If your team retired all Desktop Intelligence last year, make sure you take time to celebrate the milestone. Oh, and shut down the Desktop Intelligence Cache, Processing, and Job servers.
4. Create a project plan and time line to retire all Desktop Intelligence reports
Ditto.
5. Replace cumbersome advanced rights with custom Access Levels
The system I’m currently working with has a combination of advanced rights and custom access levels. I’m assuming that the former go back to Crystal Enterprise or XI R2. On my current project, I’m going to make the case to replace advanced rights in the BI4 validation environment before moving projects into production with the Life Cycle Manager (LCM).
5. Revisit Active Directory or LDAP authentication
Still good advice. My current project is already 100% LDAP.
6. Celebrate diversity
Last year, I encouraged Web Intelligence users to look at Crystal Reports and vice versa. This year, I would extend that to include Analysis (4.0), Xcelsius/Dashboards, and Explorer. If you’re not using these tools already, take an executive sponsor to lunch and plan a pilot, no matter how small, for 2012. Are your C-level executives roaming the halls with tablets?

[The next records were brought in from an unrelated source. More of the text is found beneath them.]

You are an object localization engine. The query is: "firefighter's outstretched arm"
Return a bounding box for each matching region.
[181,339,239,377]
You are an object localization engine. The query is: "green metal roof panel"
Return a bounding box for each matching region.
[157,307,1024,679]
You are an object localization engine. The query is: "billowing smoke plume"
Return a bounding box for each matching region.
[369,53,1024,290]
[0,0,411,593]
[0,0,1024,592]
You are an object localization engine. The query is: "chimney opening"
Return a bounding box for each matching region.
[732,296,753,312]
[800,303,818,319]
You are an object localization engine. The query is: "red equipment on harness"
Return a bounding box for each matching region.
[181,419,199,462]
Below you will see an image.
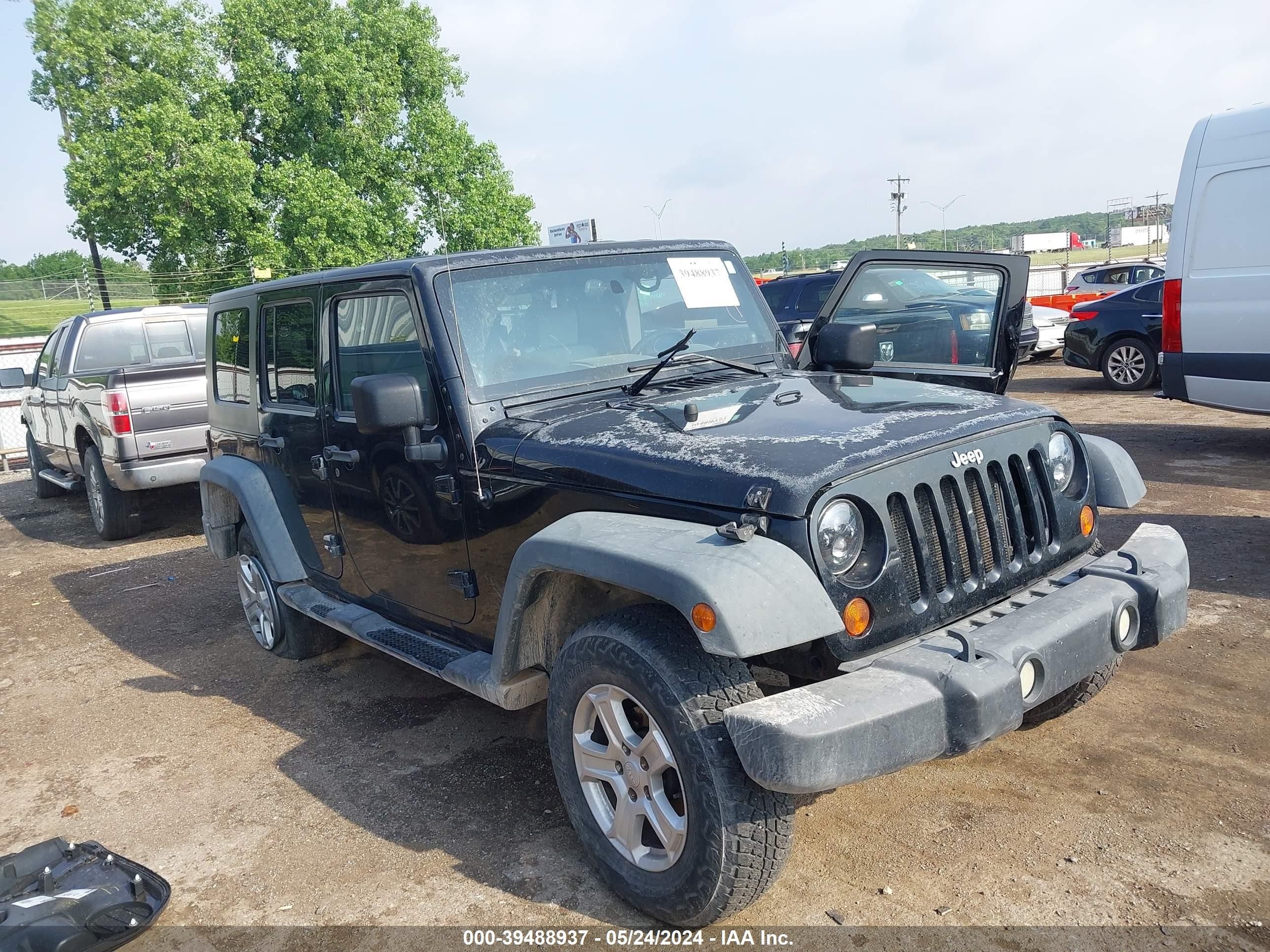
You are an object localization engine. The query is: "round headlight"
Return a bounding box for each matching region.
[1045,433,1076,491]
[815,499,865,575]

It’s time to do mobile pilot as well.
I’ve noticed that a lot of organizations, both large and small, are hesitant to deploy desktop software to end users. This means no Web Intelligence Rich Client/Desktop, Live Office, Analysis for Microsoft Office (4.0 only), or Xcelsius/Dashboards. But all of these tools extend the usefulness of Microsoft Excel, your users’ favorite BI tool. Read that last sentence again – I’ll wait for you. I recognize the deployment challenges of desktop applications (I frequently hear that Frank in desktop support is a real pain to work with), but you are missing a huge opportunity to meet your users where they live. I hope to tackle this topic with more depth in a future blog post.
On the browser-only front, remember that SAP BusinessObjects Explorer can visualize Microsoft Excel spreadsheets, not just universes and accelerated SAP BW.

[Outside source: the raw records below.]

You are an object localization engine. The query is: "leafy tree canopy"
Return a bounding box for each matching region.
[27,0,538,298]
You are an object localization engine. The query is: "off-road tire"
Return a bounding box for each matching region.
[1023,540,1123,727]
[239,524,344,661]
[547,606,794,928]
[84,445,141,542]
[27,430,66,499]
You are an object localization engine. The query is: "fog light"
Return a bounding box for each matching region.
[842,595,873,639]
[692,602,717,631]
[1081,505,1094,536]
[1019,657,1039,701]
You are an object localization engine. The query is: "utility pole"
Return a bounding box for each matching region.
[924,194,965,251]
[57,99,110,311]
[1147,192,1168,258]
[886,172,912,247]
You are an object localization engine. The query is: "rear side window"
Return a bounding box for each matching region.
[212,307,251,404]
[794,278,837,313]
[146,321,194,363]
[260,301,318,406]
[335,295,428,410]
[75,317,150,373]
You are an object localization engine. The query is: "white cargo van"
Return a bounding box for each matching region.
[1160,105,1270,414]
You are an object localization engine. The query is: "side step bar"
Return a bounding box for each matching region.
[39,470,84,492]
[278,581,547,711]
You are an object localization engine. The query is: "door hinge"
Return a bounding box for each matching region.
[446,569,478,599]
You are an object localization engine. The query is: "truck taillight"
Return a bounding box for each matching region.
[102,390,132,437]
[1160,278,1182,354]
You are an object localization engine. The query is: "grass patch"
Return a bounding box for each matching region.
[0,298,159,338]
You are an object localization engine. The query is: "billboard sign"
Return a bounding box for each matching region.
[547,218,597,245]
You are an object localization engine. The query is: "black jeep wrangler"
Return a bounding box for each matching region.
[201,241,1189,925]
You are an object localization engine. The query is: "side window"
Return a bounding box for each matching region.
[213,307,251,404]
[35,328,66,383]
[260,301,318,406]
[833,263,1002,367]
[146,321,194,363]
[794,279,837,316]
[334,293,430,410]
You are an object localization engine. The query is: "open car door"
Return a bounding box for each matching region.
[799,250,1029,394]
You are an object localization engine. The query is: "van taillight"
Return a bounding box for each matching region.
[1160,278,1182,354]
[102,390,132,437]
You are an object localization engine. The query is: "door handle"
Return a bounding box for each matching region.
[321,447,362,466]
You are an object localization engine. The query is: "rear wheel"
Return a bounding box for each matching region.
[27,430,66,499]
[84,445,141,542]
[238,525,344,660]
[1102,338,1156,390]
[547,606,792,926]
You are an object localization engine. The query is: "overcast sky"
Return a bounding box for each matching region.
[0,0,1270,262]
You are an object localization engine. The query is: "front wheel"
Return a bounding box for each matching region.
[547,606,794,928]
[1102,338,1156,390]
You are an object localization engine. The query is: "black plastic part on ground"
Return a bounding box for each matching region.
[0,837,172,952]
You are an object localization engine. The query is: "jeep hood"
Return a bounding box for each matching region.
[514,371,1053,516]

7. Create a BI steering committee
Still good on this one, I think. Has anyone presented at the annual ASUG conference about this topic?
8. Read Wayne Eckerson’s Performance Dashboards
What I said last year:
Performance Dashboards: Measuring, Monitoring, and Managing Your Business is the single best business intelligence book that I’ve encountered. It’s comprehensive, vendor-neutral, and should be read and discussed by both IT and business professionals in your organization.

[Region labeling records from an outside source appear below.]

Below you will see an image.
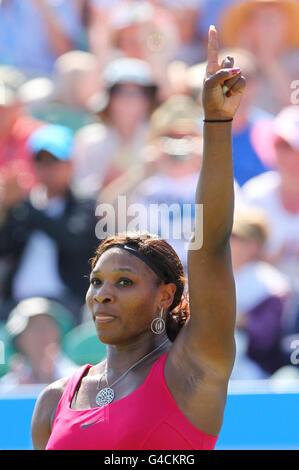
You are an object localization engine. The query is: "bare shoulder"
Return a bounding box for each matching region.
[31,377,68,450]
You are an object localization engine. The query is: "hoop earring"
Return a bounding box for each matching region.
[151,307,165,335]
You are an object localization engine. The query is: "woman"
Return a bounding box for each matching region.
[32,27,245,450]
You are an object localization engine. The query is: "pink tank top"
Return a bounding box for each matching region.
[46,353,217,450]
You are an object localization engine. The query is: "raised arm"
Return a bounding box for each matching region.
[184,27,245,377]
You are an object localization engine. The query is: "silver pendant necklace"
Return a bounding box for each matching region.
[96,338,168,406]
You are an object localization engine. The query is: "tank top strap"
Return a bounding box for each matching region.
[62,364,91,405]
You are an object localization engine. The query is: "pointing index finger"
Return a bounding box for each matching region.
[207,25,220,75]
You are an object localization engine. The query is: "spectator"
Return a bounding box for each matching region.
[0,125,97,322]
[89,0,180,99]
[0,0,82,77]
[74,58,157,194]
[231,207,290,379]
[100,95,245,268]
[219,0,299,114]
[242,106,299,292]
[53,50,100,109]
[0,298,78,391]
[0,77,43,198]
[186,48,272,186]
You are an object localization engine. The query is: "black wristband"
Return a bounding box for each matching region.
[203,118,233,122]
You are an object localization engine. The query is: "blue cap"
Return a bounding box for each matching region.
[28,124,74,161]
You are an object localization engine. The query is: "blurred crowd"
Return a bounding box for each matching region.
[0,0,299,391]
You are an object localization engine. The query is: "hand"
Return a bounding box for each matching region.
[202,26,246,120]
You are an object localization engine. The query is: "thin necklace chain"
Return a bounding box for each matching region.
[98,338,168,389]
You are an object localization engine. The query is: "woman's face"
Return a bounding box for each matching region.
[86,248,172,344]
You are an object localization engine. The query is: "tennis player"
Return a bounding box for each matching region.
[32,27,245,450]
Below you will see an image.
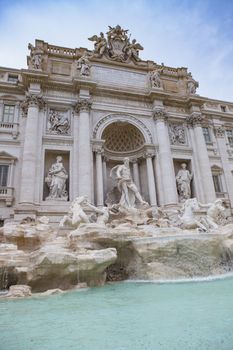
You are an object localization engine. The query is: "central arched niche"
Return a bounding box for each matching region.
[102,121,145,153]
[101,120,148,204]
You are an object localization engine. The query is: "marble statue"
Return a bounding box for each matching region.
[110,158,147,209]
[88,32,107,57]
[59,196,90,228]
[149,69,162,88]
[47,109,70,135]
[176,163,193,202]
[28,44,44,69]
[59,196,109,229]
[199,199,226,229]
[124,39,143,62]
[77,53,90,76]
[187,73,199,94]
[45,156,68,200]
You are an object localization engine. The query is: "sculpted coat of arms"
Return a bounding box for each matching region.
[88,25,143,63]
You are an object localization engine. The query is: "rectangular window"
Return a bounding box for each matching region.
[1,105,15,123]
[212,175,223,193]
[8,74,18,83]
[226,130,233,146]
[202,128,211,143]
[0,164,9,187]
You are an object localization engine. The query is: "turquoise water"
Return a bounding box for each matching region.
[0,278,233,350]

Wayne’s book is still my favorite “if you only have time to read only one book”, regardless of whether you are a business user or a techie. If you disagree, or have another “must read” BI book, I’d love to hear about it.
The intrepid BI manager will grab the key people on their team, a similar number of power users and executives, cater in lunch once a week (Panera Bread is really good for this), and have a book club for no more than a dozen folks. Tackle one chapter a week. No food throwing during the “Why the business and IT mistrust each other” chapter, please.
9. Start an internal user group
I’m still a huge believer in internal user groups and will be dedicating a huge chunk of my user adoption presentation to them at the upcoming SAP Insider BI 2012 conference.
10. Join ASUG
Yes, I know. Somebody in your organization is going to have to dig into their wallet. But there’s great value in the local chapter meetings, the webcasts, and influence councils. And don’t tell your funding source, but the annual ASUG SAP BusinessObjects conference (SBOUC) is at Walt Disney World (see related article, 2012 ASUG SAP BusinessObjects User Conference). Shhhh! Membership details are available here.
So how did I do? Is there something on your team’s new year’s resolutions that I’ve missed? Would love to hear your thoughts.